A decision on the Constitutionality of Pub. Law 109-3
March 30, 2005
In some posts earlier, I made my argument that the special act granting federal courts jurisdiction to hear the Terri Schiavo matter was not unconstitutional. Today, in concurring in the 11th Circuit’s decision denying rehearing en banc, Judge Birch declared that in his view, 109-3 is unconstitutional.

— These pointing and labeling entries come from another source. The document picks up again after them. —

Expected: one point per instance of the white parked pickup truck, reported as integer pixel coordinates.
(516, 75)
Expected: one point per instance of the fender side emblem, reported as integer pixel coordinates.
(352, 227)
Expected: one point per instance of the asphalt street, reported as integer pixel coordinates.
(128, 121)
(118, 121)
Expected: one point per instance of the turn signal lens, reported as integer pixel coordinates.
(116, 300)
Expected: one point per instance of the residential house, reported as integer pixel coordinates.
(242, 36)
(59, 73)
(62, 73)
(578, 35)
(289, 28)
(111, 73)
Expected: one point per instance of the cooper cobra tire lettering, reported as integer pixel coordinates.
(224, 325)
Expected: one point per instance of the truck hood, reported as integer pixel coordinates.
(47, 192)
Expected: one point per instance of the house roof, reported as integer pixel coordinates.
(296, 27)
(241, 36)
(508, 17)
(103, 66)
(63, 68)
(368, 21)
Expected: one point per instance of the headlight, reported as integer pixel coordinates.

Birch’s opinion makes the following argument: with regard to separation of powers, 109-3 goes too far; rather than "provid[ing] for jurisdiction consistent with Article III and 28 U.S.C. s 1331," it also
provides that the district court: (s) shall engage in “de novo” review of Mrs. Schiavo’s constitutional and federal claims; (2) shall not consider whether these claims were previously “raised, considered, or decided in State court proceedings”; (3) shall not engage in “abstention”...and (4) shall not decide the case on the basis of...exhaustion.
These elements mean that 109-3 “constitute[s] legislative dictation of how a federal court should exercise its judicial functions”:
By setting a particular standard of review in the district court, Section 2 of the Act purports to direct a federal court in an area traditionally let to the federal court to decide.... By denying federal courts the ability to exercise abstention or inquire as to exhaustion or waiver under State law, the Act robs federal courts of judicial doctrines long-established for the conduct of prudential decisionmaking.
But I’m afraid I still don’t buy this. If judicial doctrines are “established” by the judiciary itself, they are not binding on the Congress unless and to the extent that those doctrines are required by the Constitution. Congress empowered the Federal Rules of Civil Procedure, after all, and has the authority to alter the rules of evidence, so long as these alterations do not violate the Constitutional standards of due process. Congress is, after all, given the authority to regulate and create exceptions in the Supreme Courts’ appellate jurisdiction both as to law and fact, under Article III. If Congress can do these things, I see no reason that it cannot declare that non-constitutional limits on the federal judiciary’s authority—such as prudential abstention rules—shall not apply in this circumstance. Of course, Congress can’t alter the Constitutional limits on the federal judiciary, see Marbury, but Judge Birch is referring to the “prudential decisionmaking” doctrines that were established by the courts to avoid unintentionally stepping on state toes—not doctrines that entirely forbid the federal government from purposely stepping on toes.
Nor do I buy the argument that Congress lacks power to set a particular standard of review. This is, of course, the binding law, under City of Boerne, but, again, there is no constitutional foundation for the entire concept of standards of review in civil cases, except to the degree that the federal constitution incorporates some common law principle or other.
Birch goes on to make the argument that “because [109-3] applies only to this case, it lacks the generality and prospectivity of legislation that comports with the basic tenets of the separation of powers,” but there is no such requirement. Congress has the authority to enforce the Fourteenth Amendment by appropriate legislation—not even by appropriate “laws,” so that special, personal laws are permitted under the Amendment, with no obvious limitation to prospectivity or generality requirements. By my reading of the Fourteenth Amendment, Congress could legally establish special courts to hear each and every alleged violation of the Fourteenth Amendment ever committed, if it wanted to take the time to do so. Any attempt to restrict this power—by, for example, importing a generality or prospectivity requirement into the term “appropriate” in the Fourteenth Amendment, City of Boerne-style—would, I think, be to “establish” a “judicial doctrine” far in excess of the judicial power.
Judges Tjoflat and Wilson, in part II of their dissenting opinion (p.27), respond to Judge Birch’s arguments in a manner I find convincing.
Reasonable minds, of course, can disagree as to these jurisdictional issues. I just disagree with Judge Birch’s separation of powers argument.